For brand owners, a lot depends on the strength of their brands and I ponder the topic quite often. (Click here for my brand-related blogs). I was also very interested in the latest research from Wine Intelligence, shining a new perspective on brand power. While involved in compiling the list of Most Admired Wine Brands, they have also compiled a list of the Most Powerful Wine Brands. In their report, however, the number one take-away is that the overall impression across all markets, is one of declining wine brand awareness.
In an era where brands have a much more intimate relationship with consumers due to social media and the trend of customisation, why would brand awareness be on the decline? The Wine Intelligence report concludes that despite the more personal interaction that brands can have with consumers online, it is also the online world that causes less awareness. The so-called “Google effect” is to blame. How many telephone numbers do you know? I guess not many. We rely on our devices and the internet for contact details, calendar activities and I would not even remember any birthdays, except those of my wife and son… if it was not for Facebook’s reminders. Because the information is readily accessible online, our brains do not remember these type of details anymore. We do not use our memories in the same way we used to. And the same happens when it comes to consumers remembering brands. Even though they might be more involved in the category, they struggle to recall their favourite brands when asked for it.
So what does the most powerful brands do to stay memorable? The marketing executives of Casella Family Brands and Concha y Toro, respective owners of Yellow Tail and Casillero de Diablo, 2019’s two most powerful global wine brands, state the following:
- the personality of the brand (in the case of Yellow Tail: “unique and approachable”)
- the quality and the taste of the wine
- investment – ensure the product stay relevant and top of mind through packaging improvements, consumer marketing, communication campaigns, retailer initiatives
- clear positioning to make the brand globally recognisable
- distribution – to reach global consumers every day
Although this is hardly anything new, I come to the conclusion that we have to continue doing the basics right. In the competitive world of wine and wine brands, there really is no room for error when it comes to quality, distribution and understanding what your consumer wants. And while being available in all markets, all the time might give these brands much of their power, I believe tourism and technology can help the rest of us.

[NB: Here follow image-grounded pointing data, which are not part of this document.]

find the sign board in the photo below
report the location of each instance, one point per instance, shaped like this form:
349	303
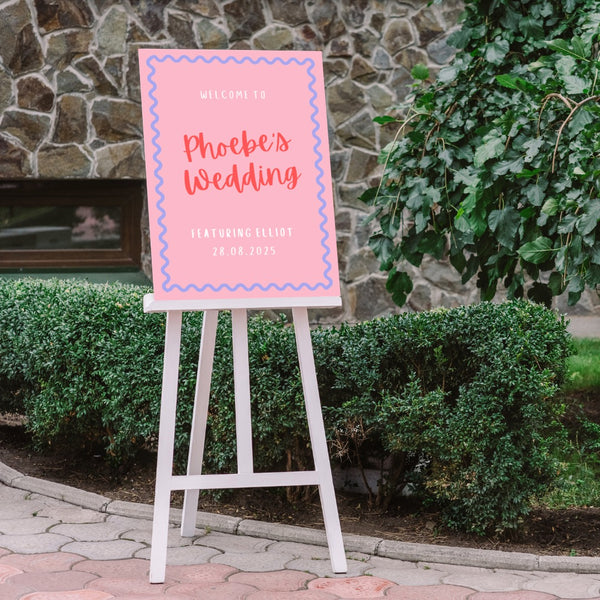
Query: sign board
238	175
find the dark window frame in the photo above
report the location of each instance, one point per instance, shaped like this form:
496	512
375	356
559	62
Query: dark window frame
127	194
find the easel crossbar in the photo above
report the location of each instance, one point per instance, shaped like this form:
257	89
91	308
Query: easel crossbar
241	480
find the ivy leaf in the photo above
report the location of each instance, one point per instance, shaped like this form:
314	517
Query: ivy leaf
590	220
385	119
514	83
495	52
550	207
382	246
492	148
505	223
563	47
536	252
556	284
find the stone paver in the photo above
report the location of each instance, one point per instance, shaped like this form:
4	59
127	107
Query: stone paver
430	592
566	585
352	587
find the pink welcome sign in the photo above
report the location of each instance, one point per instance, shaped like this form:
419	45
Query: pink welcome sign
238	175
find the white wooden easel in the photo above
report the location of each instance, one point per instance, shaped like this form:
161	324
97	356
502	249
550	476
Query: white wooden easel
194	480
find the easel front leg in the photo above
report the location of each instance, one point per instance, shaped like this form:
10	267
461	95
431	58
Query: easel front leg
241	379
198	434
166	438
318	441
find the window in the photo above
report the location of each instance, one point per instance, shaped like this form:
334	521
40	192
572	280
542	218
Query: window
70	224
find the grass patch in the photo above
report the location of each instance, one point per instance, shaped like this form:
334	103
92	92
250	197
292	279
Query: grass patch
584	366
580	482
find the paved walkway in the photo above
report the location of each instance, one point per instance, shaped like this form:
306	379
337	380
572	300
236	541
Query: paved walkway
59	543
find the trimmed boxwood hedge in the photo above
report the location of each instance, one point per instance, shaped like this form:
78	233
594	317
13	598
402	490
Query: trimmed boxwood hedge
458	406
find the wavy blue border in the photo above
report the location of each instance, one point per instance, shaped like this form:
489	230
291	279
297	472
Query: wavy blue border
167	285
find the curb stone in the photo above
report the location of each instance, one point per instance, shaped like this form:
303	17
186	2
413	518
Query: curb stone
411	552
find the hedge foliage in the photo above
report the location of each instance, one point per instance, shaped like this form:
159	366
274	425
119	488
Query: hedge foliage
456	405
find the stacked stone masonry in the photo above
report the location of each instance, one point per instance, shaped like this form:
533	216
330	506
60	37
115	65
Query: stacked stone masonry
70	99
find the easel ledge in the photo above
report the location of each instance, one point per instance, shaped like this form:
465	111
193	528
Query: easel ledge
153	305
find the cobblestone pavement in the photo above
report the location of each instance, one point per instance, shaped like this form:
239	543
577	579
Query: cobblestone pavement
90	548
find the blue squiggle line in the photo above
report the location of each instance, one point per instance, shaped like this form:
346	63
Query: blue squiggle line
159	204
155	156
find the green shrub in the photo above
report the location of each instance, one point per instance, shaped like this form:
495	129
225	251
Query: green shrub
458	404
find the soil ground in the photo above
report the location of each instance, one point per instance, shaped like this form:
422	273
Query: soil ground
574	531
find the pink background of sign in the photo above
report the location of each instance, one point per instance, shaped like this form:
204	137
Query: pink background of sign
186	267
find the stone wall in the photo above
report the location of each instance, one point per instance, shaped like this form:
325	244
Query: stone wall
70	104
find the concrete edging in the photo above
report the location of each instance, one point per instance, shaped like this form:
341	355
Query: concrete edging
410	552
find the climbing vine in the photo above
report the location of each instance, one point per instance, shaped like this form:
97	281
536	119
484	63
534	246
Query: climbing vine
496	164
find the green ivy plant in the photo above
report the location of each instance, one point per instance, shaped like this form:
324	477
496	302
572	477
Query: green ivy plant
496	164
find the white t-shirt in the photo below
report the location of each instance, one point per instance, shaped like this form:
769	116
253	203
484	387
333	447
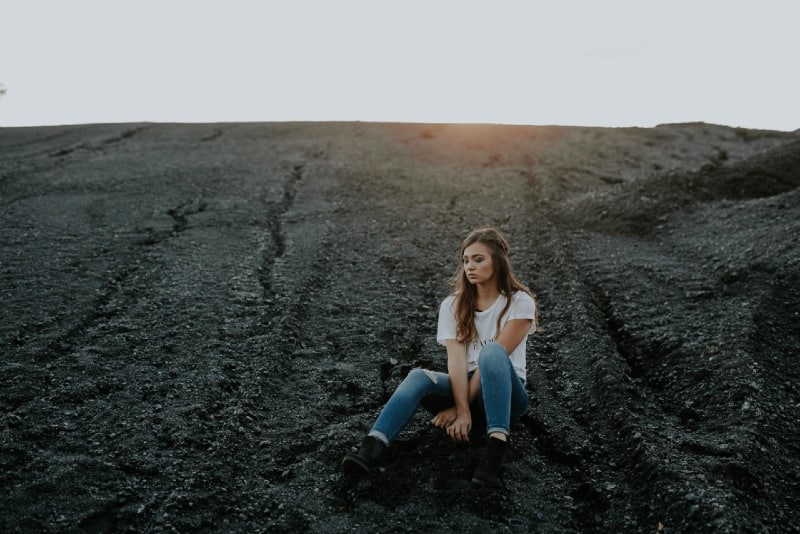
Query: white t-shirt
522	307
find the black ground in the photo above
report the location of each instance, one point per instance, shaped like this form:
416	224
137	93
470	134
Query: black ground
198	321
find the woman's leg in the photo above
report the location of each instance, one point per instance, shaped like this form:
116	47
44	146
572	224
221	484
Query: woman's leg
504	396
406	399
503	392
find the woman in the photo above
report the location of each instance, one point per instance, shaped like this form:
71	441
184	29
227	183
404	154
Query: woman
484	324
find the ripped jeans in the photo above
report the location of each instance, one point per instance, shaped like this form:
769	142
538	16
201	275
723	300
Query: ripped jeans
502	391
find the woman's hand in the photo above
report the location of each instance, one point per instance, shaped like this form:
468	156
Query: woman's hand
459	429
445	418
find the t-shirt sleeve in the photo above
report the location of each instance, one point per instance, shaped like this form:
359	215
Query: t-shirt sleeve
447	321
523	307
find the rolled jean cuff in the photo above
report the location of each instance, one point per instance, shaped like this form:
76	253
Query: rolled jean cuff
380	435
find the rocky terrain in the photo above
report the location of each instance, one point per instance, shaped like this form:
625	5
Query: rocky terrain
198	321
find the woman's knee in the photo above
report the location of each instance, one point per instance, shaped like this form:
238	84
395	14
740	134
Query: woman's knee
491	353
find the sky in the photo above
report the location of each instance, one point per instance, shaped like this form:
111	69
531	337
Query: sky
567	62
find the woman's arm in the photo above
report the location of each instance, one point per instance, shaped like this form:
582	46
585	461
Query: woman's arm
513	333
457	369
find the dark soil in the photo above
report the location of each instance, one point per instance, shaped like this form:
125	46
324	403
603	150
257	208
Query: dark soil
198	321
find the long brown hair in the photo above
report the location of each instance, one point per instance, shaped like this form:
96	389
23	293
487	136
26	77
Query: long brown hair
467	294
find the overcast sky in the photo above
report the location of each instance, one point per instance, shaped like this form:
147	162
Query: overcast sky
592	62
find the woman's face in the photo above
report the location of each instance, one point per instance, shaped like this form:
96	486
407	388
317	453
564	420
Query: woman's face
478	264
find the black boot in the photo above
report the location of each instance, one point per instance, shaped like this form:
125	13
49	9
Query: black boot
372	454
488	471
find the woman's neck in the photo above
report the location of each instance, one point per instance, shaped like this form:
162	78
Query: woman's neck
487	294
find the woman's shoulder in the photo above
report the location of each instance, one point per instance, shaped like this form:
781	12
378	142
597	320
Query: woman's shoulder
448	301
520	296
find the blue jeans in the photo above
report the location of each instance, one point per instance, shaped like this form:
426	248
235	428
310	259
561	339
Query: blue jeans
503	393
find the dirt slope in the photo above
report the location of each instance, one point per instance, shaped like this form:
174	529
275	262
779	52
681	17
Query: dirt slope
199	320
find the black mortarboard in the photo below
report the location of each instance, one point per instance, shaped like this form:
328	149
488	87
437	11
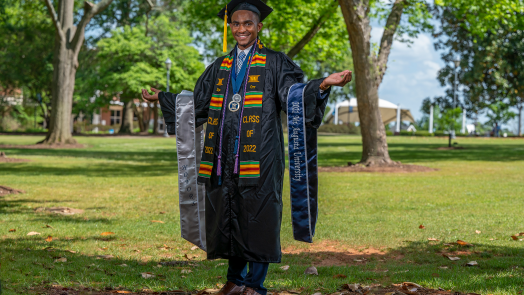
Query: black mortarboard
256	6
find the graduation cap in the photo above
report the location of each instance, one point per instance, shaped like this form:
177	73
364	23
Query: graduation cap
255	6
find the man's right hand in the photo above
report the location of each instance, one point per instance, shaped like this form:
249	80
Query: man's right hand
149	97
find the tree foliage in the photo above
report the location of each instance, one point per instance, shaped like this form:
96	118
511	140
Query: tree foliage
129	60
26	53
491	60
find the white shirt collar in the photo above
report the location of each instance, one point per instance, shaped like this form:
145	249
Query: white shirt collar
246	51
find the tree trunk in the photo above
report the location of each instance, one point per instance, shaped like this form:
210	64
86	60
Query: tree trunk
374	143
369	71
68	41
127	118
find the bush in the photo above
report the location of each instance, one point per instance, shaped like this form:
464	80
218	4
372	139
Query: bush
342	129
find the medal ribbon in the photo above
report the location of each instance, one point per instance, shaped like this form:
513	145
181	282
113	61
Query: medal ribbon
247	144
237	142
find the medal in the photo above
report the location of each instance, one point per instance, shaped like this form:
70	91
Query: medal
234	106
237	97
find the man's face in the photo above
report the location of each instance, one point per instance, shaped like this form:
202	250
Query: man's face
245	27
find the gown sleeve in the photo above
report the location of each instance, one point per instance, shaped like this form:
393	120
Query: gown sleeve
288	73
202	98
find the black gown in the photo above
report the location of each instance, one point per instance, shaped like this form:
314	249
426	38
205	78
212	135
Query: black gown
245	222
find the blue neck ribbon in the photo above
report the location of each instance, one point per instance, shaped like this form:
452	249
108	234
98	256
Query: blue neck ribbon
236	81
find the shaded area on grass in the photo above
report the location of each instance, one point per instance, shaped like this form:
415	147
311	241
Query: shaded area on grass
30	260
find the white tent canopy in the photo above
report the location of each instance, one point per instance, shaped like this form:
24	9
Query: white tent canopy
347	111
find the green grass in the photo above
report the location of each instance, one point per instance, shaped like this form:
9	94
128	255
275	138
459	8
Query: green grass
124	183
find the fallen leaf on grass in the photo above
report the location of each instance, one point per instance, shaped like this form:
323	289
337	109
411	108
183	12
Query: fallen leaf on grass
411	288
462	243
311	271
452	258
147	275
352	287
61	259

Despite the google effect, a strong online presence with exceptional social communication can help your brand to stay top of mind. And more than ever, I am convinced that a brand experience through wine tourism will create brand awareness. I think it takes a special kind of not being interested if you can’t remember the brand after you attended an event on the estate, cooked with the chef in the kitchen or joined the winemaker for a blending session.